The largest owner of casinos in the U.S. has struggled to reconcile its debt load with consumers curbing their discretionary spending since the Las Vegas-based company was purchased in a $30.7 billion leveraged buyout by Apollo Global Management LLC and TPG Capital in 2008. Caesars has since sold assets, bought back debt at a discount, sold stock to the public and refinanced loans.
Caesars’ plan to sell four properties to its affiliate Caesars Growth Partners LLC for $2.2 billion “is the first of a series of steps, which could include exchange offers, that Caesars is likely to undertake in 2014” to address its capital structure, the analysts wrote. Some debt holders are challenging that transaction as fraudulent.

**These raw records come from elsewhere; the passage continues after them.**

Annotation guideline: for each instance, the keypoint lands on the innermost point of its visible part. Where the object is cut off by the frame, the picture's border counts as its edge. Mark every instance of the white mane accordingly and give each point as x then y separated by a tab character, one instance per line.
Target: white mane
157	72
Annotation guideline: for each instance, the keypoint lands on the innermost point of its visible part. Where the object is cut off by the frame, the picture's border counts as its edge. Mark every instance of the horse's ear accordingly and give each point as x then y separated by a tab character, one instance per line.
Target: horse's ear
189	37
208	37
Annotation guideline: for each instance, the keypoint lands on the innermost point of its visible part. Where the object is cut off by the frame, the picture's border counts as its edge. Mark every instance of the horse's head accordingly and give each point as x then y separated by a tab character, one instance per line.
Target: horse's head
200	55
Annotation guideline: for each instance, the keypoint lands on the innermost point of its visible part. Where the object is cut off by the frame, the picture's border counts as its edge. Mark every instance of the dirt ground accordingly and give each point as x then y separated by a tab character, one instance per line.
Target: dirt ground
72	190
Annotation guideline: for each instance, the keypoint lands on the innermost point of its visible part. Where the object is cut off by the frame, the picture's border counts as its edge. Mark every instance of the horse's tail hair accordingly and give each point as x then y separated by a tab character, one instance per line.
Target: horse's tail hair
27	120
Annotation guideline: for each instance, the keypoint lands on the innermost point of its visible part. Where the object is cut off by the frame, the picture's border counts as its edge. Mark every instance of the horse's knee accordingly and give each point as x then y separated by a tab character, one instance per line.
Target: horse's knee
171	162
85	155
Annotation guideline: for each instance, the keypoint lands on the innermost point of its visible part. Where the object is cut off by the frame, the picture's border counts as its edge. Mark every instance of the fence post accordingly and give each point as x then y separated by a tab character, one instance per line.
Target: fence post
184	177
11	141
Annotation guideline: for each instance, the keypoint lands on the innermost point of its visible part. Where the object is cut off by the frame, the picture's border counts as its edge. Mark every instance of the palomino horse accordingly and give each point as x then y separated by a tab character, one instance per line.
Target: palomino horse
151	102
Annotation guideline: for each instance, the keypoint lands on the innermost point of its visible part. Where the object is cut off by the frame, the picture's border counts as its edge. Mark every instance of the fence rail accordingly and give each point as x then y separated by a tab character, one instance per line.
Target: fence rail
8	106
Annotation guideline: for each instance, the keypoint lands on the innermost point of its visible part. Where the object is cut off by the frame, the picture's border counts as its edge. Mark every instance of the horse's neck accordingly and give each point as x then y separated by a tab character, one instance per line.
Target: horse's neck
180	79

S&P lowered its estimate of recoveries for holders of the operating company’s first-lien debt to between 50 percent and 70 percent, down from an earlier range of 70 percent to 90 percent.
Caesars will go through more than $1.2 billion in cash this year to meet about $3 billion in fixed expenses, the analysts wrote. The casino company probably won’t be able to meet fixed charges of about $3.5 billion next year, they said.
The company burned $730.5 million in cash last year, from $497.5 million the year before and $149.4 million in 2011, according to data compiled by Bloomberg.